Wayne, in disbelief, sardonically asks if a murder spree is worth the separation from Mallory, from love.  Mickey coolly counters, asking, “You mean, is an instance of purity worth a lifetime of lies?”  The commentary is poignant; given the mechanism of universal love and harmony, murder is patently excluded.  Still, murder is a natural potential; therefore, universal love and harmony, in truth, are lies that empower the cultural mechanisms of domination.  Hence, hooks’ “loving community” which she offers in conclusion to her book is a subterfuge, a purely intellectual hypothesis lacking insight into the fundamentals of human nature, human reality.  Even worse, it is a reassertion of old church tales, and if we reconstruct the church, we cannot help but restore the forms of domination implicit therein.

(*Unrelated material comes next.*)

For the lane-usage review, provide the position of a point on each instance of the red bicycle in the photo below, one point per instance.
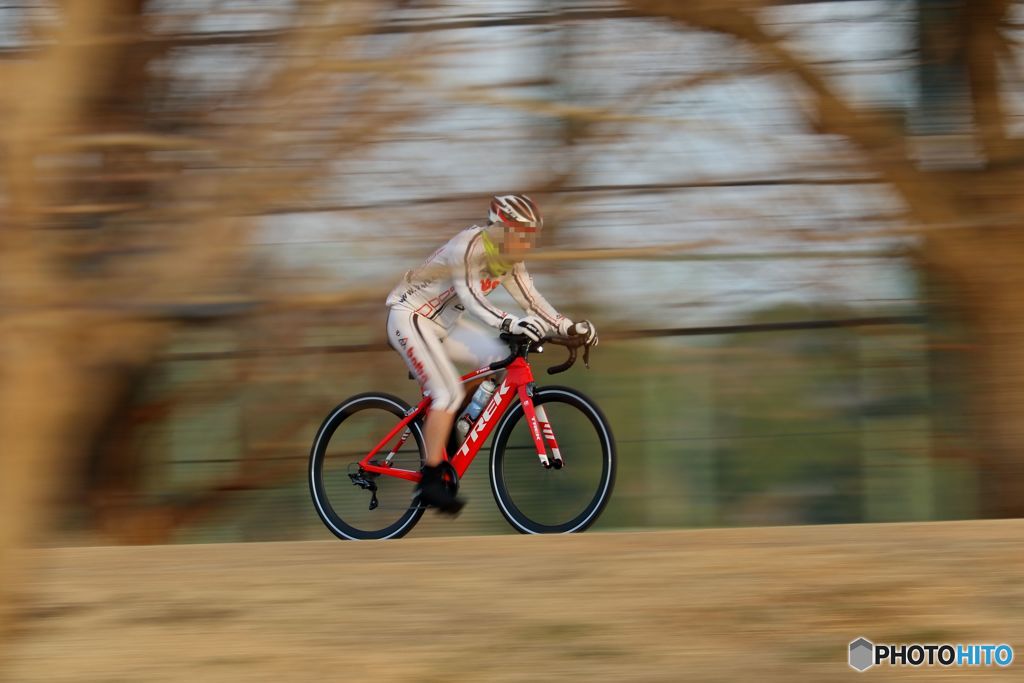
(367, 455)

Perhaps Mickey best summarizes this issue when he offers no solutions except following his own nature, the nature of ceaseless revolt.  On the other hand, hooks urges us to love despite the “guarantee that one will be dismissed or considered naïve” (247).  Actually, the “choice of love” on a world scale is not “naïve”; it is arrogant, a dangerous extermination of the complexity of human character that is both angel and demon.  Given this understanding, we see the value of Mickey’s statement: “A moment of realization is worth a thousand prayers.”

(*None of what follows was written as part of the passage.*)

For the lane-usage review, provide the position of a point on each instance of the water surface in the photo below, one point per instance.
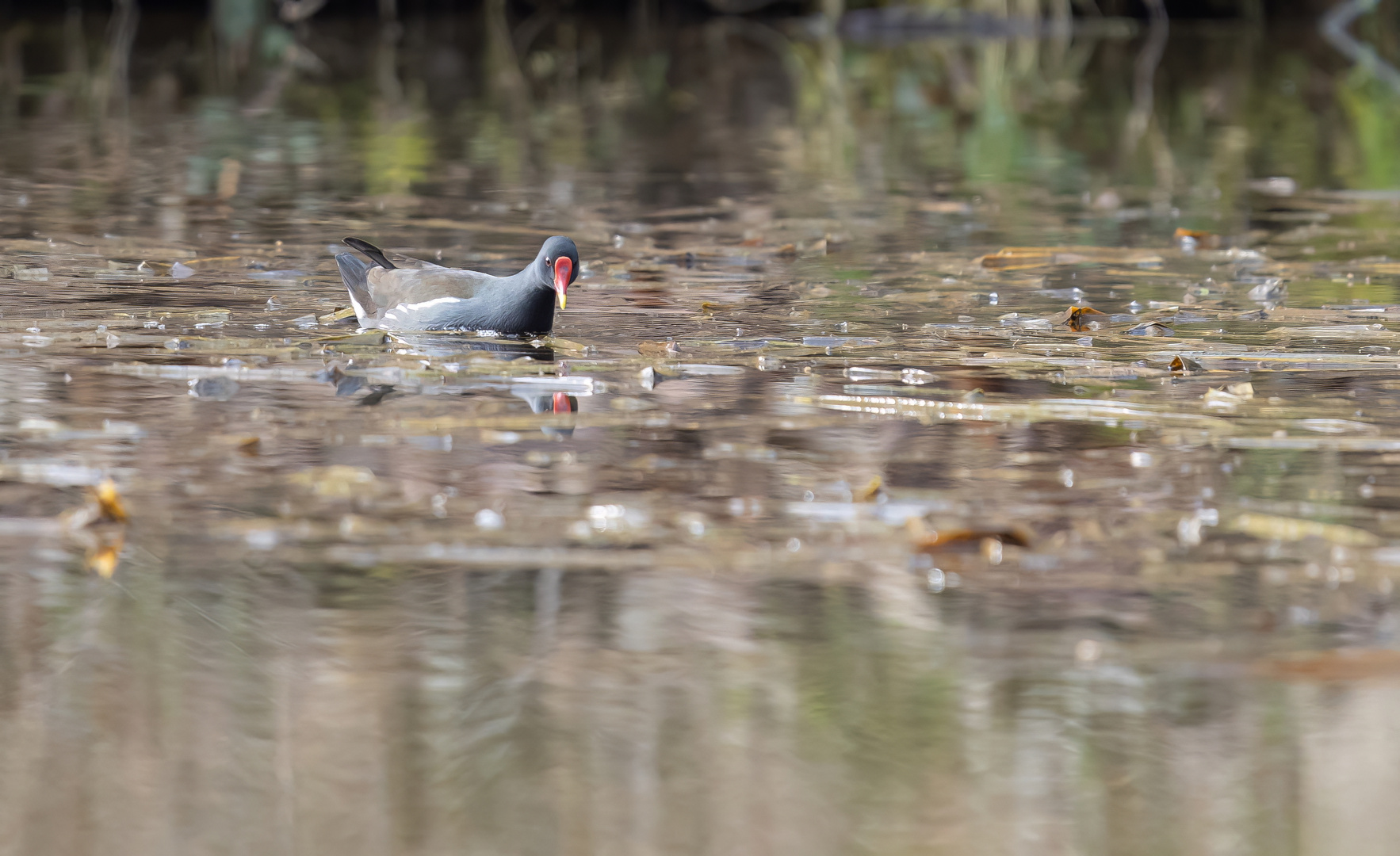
(842, 537)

Overall, putting bell hooks’ definition and theory of cultural criticism into practice, it becomes clear that it has limitations.  The basics of her critical view reveal commentary from a closed perspective which is ultimately resolved in liberal platitudes.  Until cultural criticism addresses itself to the issues of the totality of human possibility, there can be no satisfactory resolution to the apparent injustices and marginalism of contemporary society.  Without a recognition of aesthetics and limits, hooks’ “radical border-crossing” of contemporary cultural criticism will remain nothing but a disjointed bout of finger-pointing at “The Man” by a mob of intellectual prisoners inciting a rhetorical riot.

Works Consulted

Brecht, Bertolt.  “First Threepenny-Finale: On the Uncertainty of Human Circumstances.” The Threepenny Opera. Trans. Desmond Vesey and Eric Bentley.  New York: Grove, 1964.  39-41.

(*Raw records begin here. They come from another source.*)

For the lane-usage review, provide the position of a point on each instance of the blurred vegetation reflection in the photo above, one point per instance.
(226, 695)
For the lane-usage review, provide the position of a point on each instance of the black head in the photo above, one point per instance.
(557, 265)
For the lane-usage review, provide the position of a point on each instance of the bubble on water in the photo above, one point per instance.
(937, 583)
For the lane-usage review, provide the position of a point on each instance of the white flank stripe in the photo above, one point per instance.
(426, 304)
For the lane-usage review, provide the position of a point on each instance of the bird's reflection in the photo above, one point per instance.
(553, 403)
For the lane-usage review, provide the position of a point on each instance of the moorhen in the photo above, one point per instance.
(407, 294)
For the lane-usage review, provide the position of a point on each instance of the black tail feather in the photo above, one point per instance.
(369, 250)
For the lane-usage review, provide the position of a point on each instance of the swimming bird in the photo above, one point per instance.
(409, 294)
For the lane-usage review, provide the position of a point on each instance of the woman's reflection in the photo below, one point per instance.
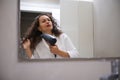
(37, 47)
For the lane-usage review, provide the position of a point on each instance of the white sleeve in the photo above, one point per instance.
(70, 48)
(35, 55)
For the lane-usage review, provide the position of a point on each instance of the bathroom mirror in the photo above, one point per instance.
(92, 28)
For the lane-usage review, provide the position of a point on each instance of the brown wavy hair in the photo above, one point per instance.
(34, 35)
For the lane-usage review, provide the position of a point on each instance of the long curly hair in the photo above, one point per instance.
(34, 35)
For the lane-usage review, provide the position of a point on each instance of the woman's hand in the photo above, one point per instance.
(57, 51)
(54, 49)
(26, 44)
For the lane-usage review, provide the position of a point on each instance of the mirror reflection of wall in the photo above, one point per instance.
(77, 22)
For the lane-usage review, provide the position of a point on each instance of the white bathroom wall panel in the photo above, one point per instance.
(77, 22)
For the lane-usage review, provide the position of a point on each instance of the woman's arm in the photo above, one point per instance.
(26, 46)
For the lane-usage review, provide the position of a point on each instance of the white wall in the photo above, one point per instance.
(107, 28)
(12, 69)
(77, 22)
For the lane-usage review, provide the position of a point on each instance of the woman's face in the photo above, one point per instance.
(45, 23)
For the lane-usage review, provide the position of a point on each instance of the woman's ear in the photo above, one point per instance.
(39, 29)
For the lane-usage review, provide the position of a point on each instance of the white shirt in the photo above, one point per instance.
(42, 50)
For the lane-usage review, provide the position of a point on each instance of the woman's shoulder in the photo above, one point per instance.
(63, 35)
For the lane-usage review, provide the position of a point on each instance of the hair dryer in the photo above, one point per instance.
(50, 39)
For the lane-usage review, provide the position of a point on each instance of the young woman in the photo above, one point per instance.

Camus, Albert.  “Helen’s Exile.”  The Myth of Sisyphus and Other Essays.  Trans. Justin O’Brien.  New York: Vintage, 1955. 134-38.

Foucault, Michel.  The Use of Pleasure: Volume 2 of The History of Sexuality.  Trans. Robert Hurley.  New York: Vintage, 1990.

hooks, bell.  Introduction: “The Heartbeat of Cultural Revolution.”  Outlaw Culture: Resisting Representations.  New York: Routledge, 1994.  1-7.

---.  “Love as the Practice of Freedom.”  Outlaw Culture: Resisting Representations. New York: Routledge, 1994.  243-50.

Stone, Oliver, dir. Natural Born Killers.  With Woody Harrelson, Juliette Lewis, Robert Downey Jr., and Tommy Lee Jones.  Warner Brothers, 1994.